Apache Cassandra

The database of choice for scalable, highly available, reliable and high performance applications.

Instaclustr Managed Apache Cassandra details

What is Apache Cassandra®?

Apache Cassandra® is an open source non-relational, or NoSQL, database that enables continuous availability, tremendous scale and data distribution across multiple data centers and cloud availability zones.

Simply put, Cassandra provides a highly reliable data storage engine for applications requiring immense scale.

Get to know Cassandra better in this blog.

Open Source Apache Cassandra®

The Cassandra database was originally developed at Facebook and in 2008, it was released as an open-source project on Google Code by the company. In 2010, it became a top-level Apache project.

The open source version of the Cassandra database is used by some of the largest technology companies in the world to run mission-critical applications. It is widely known that the largest deployment of the open source version of the Cassandra database is at AppleNetflix is also a very large user of open source Apache Cassandra – the foundation for big data. It is estimated that the Cassandra database is deployed in over 50% of the Fortune 500 companies.

Learn more about the health of Apache Cassandra community.
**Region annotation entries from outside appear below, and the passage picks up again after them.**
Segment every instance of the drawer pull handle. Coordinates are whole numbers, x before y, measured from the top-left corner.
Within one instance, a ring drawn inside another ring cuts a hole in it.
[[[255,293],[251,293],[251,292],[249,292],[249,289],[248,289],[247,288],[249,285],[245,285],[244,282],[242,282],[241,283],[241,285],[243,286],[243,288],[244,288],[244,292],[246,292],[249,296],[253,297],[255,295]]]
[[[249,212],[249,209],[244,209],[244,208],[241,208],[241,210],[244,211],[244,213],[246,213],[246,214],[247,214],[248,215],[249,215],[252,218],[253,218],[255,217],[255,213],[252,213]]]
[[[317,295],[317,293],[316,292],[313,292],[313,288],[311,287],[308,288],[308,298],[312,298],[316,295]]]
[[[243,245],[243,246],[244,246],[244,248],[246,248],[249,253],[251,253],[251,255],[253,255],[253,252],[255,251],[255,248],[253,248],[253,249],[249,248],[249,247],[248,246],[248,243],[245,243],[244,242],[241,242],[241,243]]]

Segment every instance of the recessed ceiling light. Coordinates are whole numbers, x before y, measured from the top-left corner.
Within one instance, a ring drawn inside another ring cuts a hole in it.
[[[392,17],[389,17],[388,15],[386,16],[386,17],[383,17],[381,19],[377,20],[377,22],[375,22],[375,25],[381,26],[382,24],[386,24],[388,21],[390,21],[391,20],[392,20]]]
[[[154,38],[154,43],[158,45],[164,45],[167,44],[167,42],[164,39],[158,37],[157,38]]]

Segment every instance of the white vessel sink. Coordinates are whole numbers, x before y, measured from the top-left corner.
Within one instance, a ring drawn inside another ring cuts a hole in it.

To know more about open source technologies and benefits of open source Cassandra, view our webinar “Power of the Open Source”. The webinar is a great resource to understand the pitfall of proprietary technologies.

Cassandra’s place in the NoSQL world

NoSQL includes a diverse range of technologies with specific NoSQL products suited to different use cases. NoSQL database technology was designed to overcome the limitations of RDBMS technology on data size, transaction throughout, scalability, reliability and manageability, flexibility of data schema, and/or cost of hardware.

Our CPO Ben Slater provides an understanding on where Cassandra fits in the NoSQL world as well Cassandra’s ecosystem.

In the blog post “Surveying the Cassandra-compatible database landscape”, Ben Slater, CPO, Instaclustr shares details on a range of Cassandra-compatible offerings available in the market.

Cassandra and Availability at Scale

The Cassandra database has a number of core features and benefits that deliver the capability to massively scale, while still maintaining continuous and high availability and also without compromising performance.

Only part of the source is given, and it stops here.